According to the United States Census Bureau, the town has a total area of 0.9 sqmi, all land.

==Demographics==

Historical population
| Census | Pop. | Note | %± |
| 2000 | 600 |  | — |
| 2010 | 509 |  | −15.2% |
| 2020 | 422 |  | −17.1% |
U.S. Decennial Census

===2020 census===

As of the 2020 census, Schulter had a population of 422. The median age was 45.8 years. 20.4% of residents were under the age of 18 and 24.6% of residents were 65 years of age or older. For every 100 females there were 96.3 males, and for every 100 females age 18 and over there were 88.8 males age 18 and over.

0.0% of residents lived in urban areas, while 100.0% lived in rural areas.

There were 170 households in Schulter, of which 28.2% had children under the age of 18 living in them. Of all households, 45.3% were married-couple households, 18.8% were households with a male householder and no spouse or partner present, and 31.8% were households with a female householder and no spouse or partner present. About 31.8% of all households were made up of individuals and 17.7% had someone living alone who was 65 years of age or older.

There were 215 housing units, of which 20.9% were vacant. The homeowner vacancy rate was 4.2% and the rental vacancy rate was 13.6%.

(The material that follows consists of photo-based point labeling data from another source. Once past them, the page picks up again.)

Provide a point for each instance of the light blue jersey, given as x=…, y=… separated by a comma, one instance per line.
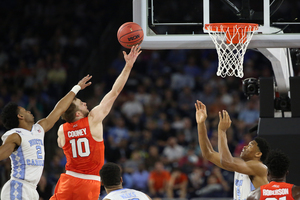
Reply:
x=242, y=186
x=27, y=163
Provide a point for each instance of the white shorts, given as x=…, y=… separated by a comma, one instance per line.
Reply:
x=19, y=190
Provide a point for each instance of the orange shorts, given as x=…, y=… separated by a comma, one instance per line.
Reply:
x=72, y=188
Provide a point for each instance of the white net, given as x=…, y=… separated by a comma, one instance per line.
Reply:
x=231, y=41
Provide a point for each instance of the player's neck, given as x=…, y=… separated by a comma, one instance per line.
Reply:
x=283, y=179
x=27, y=126
x=117, y=187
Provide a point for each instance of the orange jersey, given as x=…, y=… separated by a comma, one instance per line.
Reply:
x=276, y=190
x=84, y=154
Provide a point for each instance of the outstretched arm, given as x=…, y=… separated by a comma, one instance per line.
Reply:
x=48, y=122
x=101, y=111
x=254, y=195
x=11, y=143
x=207, y=151
x=251, y=167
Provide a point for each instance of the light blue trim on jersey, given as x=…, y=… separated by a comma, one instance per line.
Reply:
x=15, y=190
x=19, y=165
x=119, y=189
x=252, y=186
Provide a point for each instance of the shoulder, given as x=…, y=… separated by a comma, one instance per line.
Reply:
x=296, y=192
x=256, y=165
x=16, y=131
x=37, y=127
x=254, y=195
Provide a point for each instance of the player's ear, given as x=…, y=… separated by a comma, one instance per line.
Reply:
x=20, y=116
x=258, y=154
x=77, y=114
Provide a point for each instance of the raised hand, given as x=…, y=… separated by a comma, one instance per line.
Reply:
x=131, y=57
x=225, y=121
x=83, y=82
x=201, y=113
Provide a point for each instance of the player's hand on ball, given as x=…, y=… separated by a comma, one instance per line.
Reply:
x=225, y=121
x=134, y=53
x=201, y=113
x=83, y=83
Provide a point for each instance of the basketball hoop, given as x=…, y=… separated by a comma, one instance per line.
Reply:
x=231, y=40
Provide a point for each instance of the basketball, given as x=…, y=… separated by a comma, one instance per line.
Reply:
x=130, y=34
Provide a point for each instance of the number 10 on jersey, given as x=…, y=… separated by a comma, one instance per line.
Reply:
x=77, y=145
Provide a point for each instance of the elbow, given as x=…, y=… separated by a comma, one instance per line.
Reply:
x=227, y=164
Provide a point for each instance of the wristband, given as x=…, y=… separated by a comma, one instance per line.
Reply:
x=76, y=89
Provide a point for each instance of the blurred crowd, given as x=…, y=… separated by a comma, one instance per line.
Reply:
x=151, y=131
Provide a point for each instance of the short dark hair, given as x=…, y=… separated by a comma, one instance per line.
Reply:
x=69, y=114
x=9, y=116
x=264, y=147
x=278, y=163
x=110, y=174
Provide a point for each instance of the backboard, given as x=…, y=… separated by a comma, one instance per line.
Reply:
x=175, y=24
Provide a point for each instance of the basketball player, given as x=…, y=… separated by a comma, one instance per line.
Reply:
x=82, y=141
x=278, y=164
x=112, y=180
x=250, y=172
x=24, y=144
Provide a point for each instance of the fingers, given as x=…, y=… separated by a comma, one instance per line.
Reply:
x=224, y=116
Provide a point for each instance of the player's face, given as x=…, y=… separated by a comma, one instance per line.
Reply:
x=249, y=151
x=82, y=107
x=28, y=117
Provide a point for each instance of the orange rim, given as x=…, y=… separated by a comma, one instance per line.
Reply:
x=215, y=27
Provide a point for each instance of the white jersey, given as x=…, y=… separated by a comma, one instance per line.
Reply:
x=126, y=194
x=242, y=186
x=27, y=162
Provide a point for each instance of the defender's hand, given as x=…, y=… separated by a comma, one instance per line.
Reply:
x=225, y=121
x=83, y=82
x=201, y=113
x=131, y=57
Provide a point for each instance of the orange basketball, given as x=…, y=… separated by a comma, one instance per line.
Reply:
x=130, y=34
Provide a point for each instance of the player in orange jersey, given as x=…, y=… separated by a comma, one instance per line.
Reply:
x=82, y=141
x=277, y=189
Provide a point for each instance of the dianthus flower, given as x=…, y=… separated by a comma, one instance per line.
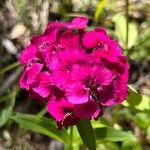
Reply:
x=77, y=72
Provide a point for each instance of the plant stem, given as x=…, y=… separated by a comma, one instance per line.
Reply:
x=127, y=23
x=71, y=139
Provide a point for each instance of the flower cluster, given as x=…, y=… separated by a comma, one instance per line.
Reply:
x=77, y=71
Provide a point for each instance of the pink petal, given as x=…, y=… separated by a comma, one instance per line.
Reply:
x=90, y=39
x=59, y=108
x=69, y=39
x=27, y=55
x=76, y=94
x=29, y=75
x=89, y=110
x=44, y=87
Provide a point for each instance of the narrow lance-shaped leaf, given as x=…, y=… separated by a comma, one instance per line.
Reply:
x=87, y=134
x=112, y=135
x=41, y=125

Racial composition as of the 2020 census
| Race | Number | Percent |
|---|---|---|
| White | 312 | 73.9% |
| Black or African American | 1 | 0.2% |
| American Indian and Alaska Native | 64 | 15.2% |
| Asian | 0 | 0.0% |
| Native Hawaiian and Other Pacific Islander | 0 | 0.0% |
| Some other race | 4 | 0.9% |
| Two or more races | 41 | 9.7% |
| Hispanic or Latino (of any race) | 14 | 3.3% |

===2000 census===
As of the census of 2000, there were 600 people, 234 households, and 169 families residing in the town. The population density was 681.3 PD/sqmi. There were 253 housing units at an average density of 287.3 /sqmi. The racial makeup of the town was 84.50% White, 8.33% Native American, and 7.17% from two or more races. Hispanic or Latino of any race were 1.67% of the population.

There were 234 households, out of which 35.0% had children under the age of 18 living with them, 57.3% were married couples living together, 12.0% had a female householder with no husband present, and 27.4% were non-families. 24.8% of all households were made up of individuals, and 12.8% had someone living alone who was 65 years of age or older. The average household size was 2.56 and the average family size was 3.04.

In the town, the population was spread out, with 26.8% under the age of 18, 8.5% from 18 to 24, 24.2% from 25 to 44, 27.7% from 45 to 64, and 12.8% who were 65 years of age or older. The median age was 39 years. For every 100 females, there were 89.9 males. For every 100 females age 18 and over, there were 91.7 males.

The median income for a household in the town was $26,818, and the median income for a family was $35,500. Males had a median income of $31,667 versus $20,417 for females. The per capita income for the town was $12,539. About 8.6% of families and 15.9% of the population were below the poverty line, including 13.9% of those under age 18 and 23.2% of those age 65 or over.